J’ai vite compris que le rugby anglais ne me correspondait pas trop. J’avais eu de bonnes discussions avec Richard Hill mais mes parents n’ont pas bien compris, au départ. Mon père me répétait que ce n’était pas une bonne opportunité mais dès qu’il a pu venir à Rouen, il a adoré. Nous en rigolons en famille car on le revoit avec ses jetons, pour prendre des bières à la buvette. Il avait toujours ses jetons. Il parlait tout le temps de ses jetons. Après, il est venu à Nevers, à Leicester et à Pau. Il était vraiment fier de mon parcours. Il a fait ce que je suis. C’était quelqu’un d’exemplaire. Il était toujours positif, avec l’envie de toujours progresser en travaillant dur, en gardant le sourire. Mon père était mon idole. Ma motivation pour le reste de ma carrière est de jouer pour lui et ma famille. Le match contre Toulouse est certainement le moment où il a été le plus fier, en raison du score mais aussi parce que nous avions fait un match plein avec une ambiance incroyable dans le stade. Il savait que je voulais rentrer en Angleterre, que je n’allais pas bien. Mais son mantra dans la vie était de montrer son caractère quand on est dans le dur. Il était fier que je fasse un bon match, ce jour-là, dans ce contexte.

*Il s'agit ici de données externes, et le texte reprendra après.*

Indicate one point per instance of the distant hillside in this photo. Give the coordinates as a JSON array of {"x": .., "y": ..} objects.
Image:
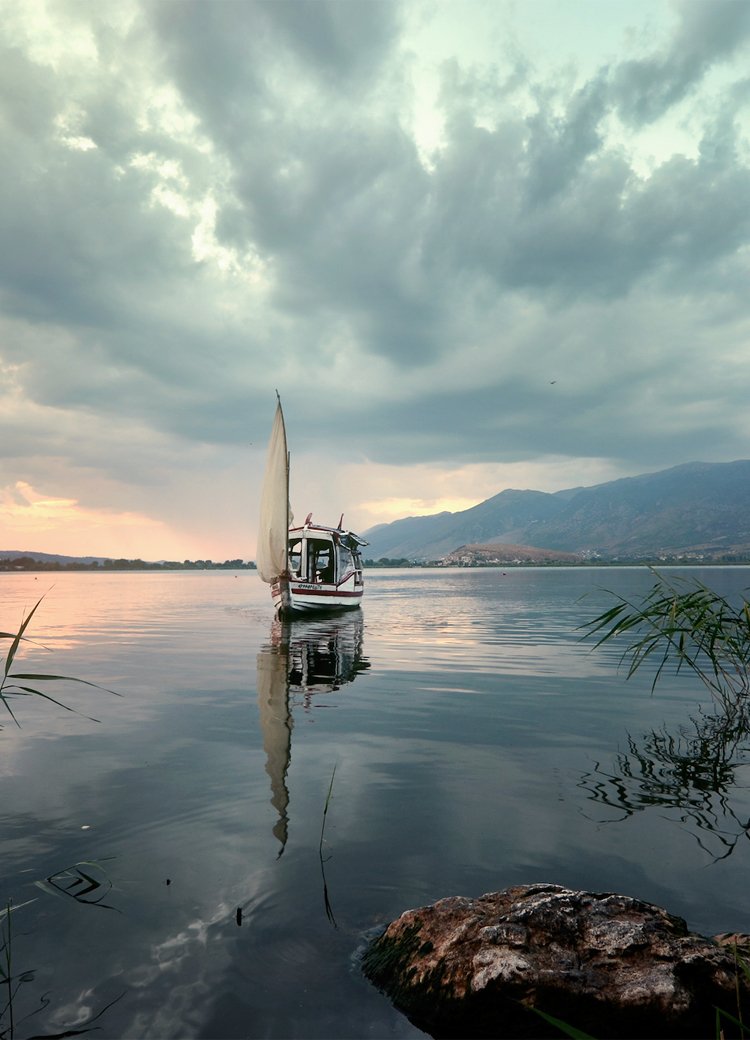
[
  {"x": 48, "y": 557},
  {"x": 500, "y": 554},
  {"x": 694, "y": 509}
]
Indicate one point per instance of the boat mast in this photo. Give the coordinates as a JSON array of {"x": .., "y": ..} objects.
[{"x": 288, "y": 457}]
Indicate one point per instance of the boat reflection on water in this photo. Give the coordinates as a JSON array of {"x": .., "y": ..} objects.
[{"x": 302, "y": 658}]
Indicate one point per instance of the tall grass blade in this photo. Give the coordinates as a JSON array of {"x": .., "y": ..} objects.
[{"x": 568, "y": 1031}]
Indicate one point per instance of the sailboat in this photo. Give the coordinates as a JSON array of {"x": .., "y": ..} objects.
[{"x": 310, "y": 568}]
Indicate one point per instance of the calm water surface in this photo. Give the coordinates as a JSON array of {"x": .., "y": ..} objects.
[{"x": 170, "y": 855}]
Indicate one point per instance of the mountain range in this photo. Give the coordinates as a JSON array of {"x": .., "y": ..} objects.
[{"x": 693, "y": 510}]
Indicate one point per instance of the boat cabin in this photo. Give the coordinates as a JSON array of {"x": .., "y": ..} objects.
[{"x": 324, "y": 555}]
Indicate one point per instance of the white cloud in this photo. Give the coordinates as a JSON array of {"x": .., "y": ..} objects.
[{"x": 460, "y": 249}]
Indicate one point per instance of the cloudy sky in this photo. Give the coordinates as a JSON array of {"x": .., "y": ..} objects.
[{"x": 473, "y": 244}]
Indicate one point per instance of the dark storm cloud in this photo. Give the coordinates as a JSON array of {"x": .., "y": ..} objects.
[
  {"x": 707, "y": 32},
  {"x": 358, "y": 269}
]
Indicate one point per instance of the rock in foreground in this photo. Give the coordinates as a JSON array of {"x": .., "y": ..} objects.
[{"x": 606, "y": 964}]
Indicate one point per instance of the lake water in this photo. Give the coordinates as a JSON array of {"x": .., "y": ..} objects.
[{"x": 171, "y": 853}]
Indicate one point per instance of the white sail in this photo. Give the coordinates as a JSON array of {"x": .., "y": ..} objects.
[{"x": 274, "y": 528}]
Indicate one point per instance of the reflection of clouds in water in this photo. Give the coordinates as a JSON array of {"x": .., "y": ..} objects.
[{"x": 183, "y": 973}]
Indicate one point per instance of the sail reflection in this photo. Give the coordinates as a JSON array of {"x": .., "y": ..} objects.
[
  {"x": 693, "y": 772},
  {"x": 302, "y": 657}
]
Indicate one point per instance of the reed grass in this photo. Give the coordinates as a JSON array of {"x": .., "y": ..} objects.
[
  {"x": 16, "y": 683},
  {"x": 682, "y": 623}
]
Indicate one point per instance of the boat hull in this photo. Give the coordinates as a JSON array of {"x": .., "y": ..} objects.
[{"x": 292, "y": 597}]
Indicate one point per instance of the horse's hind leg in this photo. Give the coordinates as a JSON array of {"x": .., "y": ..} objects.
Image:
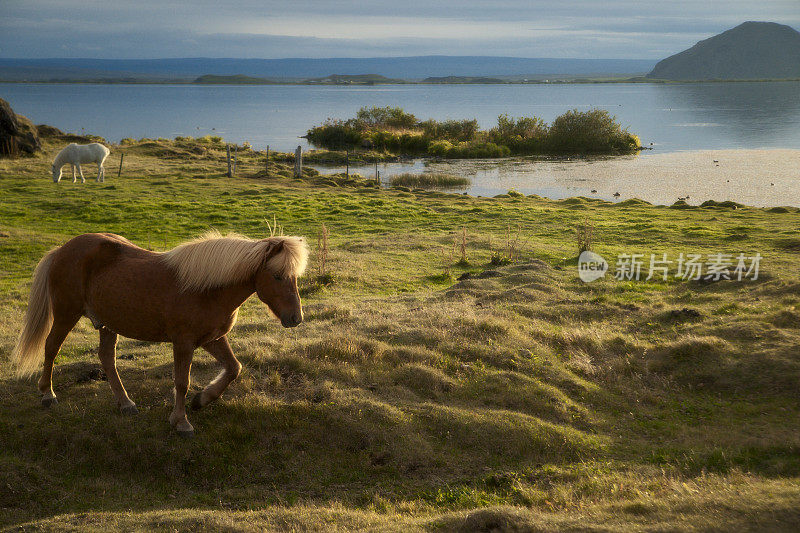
[
  {"x": 59, "y": 331},
  {"x": 221, "y": 350},
  {"x": 183, "y": 365},
  {"x": 108, "y": 358}
]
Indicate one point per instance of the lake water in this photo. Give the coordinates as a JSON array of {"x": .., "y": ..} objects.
[
  {"x": 673, "y": 117},
  {"x": 686, "y": 124}
]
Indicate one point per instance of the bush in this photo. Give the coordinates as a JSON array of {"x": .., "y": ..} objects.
[
  {"x": 451, "y": 130},
  {"x": 429, "y": 180},
  {"x": 392, "y": 117},
  {"x": 594, "y": 131},
  {"x": 393, "y": 130},
  {"x": 334, "y": 134}
]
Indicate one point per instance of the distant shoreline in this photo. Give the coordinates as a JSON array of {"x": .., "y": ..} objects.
[{"x": 578, "y": 81}]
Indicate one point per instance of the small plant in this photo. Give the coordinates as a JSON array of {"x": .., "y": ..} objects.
[
  {"x": 460, "y": 242},
  {"x": 274, "y": 228},
  {"x": 322, "y": 250},
  {"x": 585, "y": 235},
  {"x": 511, "y": 249}
]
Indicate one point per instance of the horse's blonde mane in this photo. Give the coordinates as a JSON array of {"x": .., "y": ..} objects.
[{"x": 214, "y": 260}]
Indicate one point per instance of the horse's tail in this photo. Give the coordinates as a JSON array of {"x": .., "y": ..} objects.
[{"x": 29, "y": 350}]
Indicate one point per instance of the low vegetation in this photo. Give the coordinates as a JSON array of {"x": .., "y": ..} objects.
[
  {"x": 393, "y": 130},
  {"x": 452, "y": 373}
]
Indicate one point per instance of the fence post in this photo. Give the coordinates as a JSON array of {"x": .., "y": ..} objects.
[
  {"x": 235, "y": 158},
  {"x": 298, "y": 162}
]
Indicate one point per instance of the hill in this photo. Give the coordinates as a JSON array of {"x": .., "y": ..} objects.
[
  {"x": 461, "y": 79},
  {"x": 752, "y": 50},
  {"x": 353, "y": 79},
  {"x": 237, "y": 79}
]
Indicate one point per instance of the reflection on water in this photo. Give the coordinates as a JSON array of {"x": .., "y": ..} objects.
[{"x": 735, "y": 115}]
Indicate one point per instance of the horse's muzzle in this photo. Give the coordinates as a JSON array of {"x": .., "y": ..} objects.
[{"x": 291, "y": 320}]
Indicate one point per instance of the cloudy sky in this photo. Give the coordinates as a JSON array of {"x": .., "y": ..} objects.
[{"x": 364, "y": 28}]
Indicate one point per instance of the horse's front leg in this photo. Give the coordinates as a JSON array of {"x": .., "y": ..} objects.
[
  {"x": 183, "y": 364},
  {"x": 220, "y": 349}
]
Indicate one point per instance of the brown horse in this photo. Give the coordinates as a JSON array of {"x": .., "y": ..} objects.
[{"x": 188, "y": 296}]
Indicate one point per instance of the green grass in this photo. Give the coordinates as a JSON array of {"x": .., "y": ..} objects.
[{"x": 518, "y": 397}]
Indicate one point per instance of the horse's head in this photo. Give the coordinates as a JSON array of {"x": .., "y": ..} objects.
[{"x": 276, "y": 285}]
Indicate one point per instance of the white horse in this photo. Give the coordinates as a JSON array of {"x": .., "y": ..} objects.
[{"x": 75, "y": 154}]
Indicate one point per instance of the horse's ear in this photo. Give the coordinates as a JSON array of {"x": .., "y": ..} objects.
[{"x": 273, "y": 249}]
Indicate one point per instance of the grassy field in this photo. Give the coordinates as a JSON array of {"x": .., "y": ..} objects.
[{"x": 517, "y": 398}]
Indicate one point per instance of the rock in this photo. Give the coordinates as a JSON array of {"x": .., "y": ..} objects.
[
  {"x": 18, "y": 135},
  {"x": 48, "y": 131}
]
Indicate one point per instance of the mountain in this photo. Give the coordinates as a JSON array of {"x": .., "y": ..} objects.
[
  {"x": 416, "y": 67},
  {"x": 750, "y": 51}
]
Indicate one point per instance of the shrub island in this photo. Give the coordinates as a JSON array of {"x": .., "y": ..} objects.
[{"x": 392, "y": 130}]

Vous êtes maintenant investi pour lutter contre la maladie de Charcot. Parlez-nous de votre engagement.

J’ai un groupe de très bons potes en Angleterre. Ils ont voulu faire quelque chose pendant la maladie de mon père. Ils ont organisé une journée caritative à Brighton. Ils ont nagé sur deux kilomètres dans la mer, avec d’autres animations pendant la journée. Il y avait beaucoup de monde, des médias et nous sommes parvenus à récupérer 15 000 livres pour lutter contre la maladie de Charcot. Maintenant, nous avons décidé de répéter cet événement chaque année. Je m’investis dans les opérations pour lutter contre cette maladie. Je discute avec des jeunes qui en sont atteints. C’est quelque chose qui m’a touché. Je veux que l’on trouve une solution. En ce moment, ça n’existe pas. Quand tu chopes cette maladie, tu ne peux rien faire. Tu vas mourir, que ce soit au bout de trois mois, trois ans ou cinq ans. Tu sais que tu vas mourir. C’est horrible car tu perds quelque chose chaque jour, sans aucun retour en arrière possible. Il a perdu sa voix, après ses bras, puis ses jambes et ainsi de suite. C’était juste horrible de voir son état se dégrader ainsi, aussi vite pendant six mois. Il a souffert. Je sens donc que mon rôle est d’aider des gens à éviter une telle souffrance dans le futur.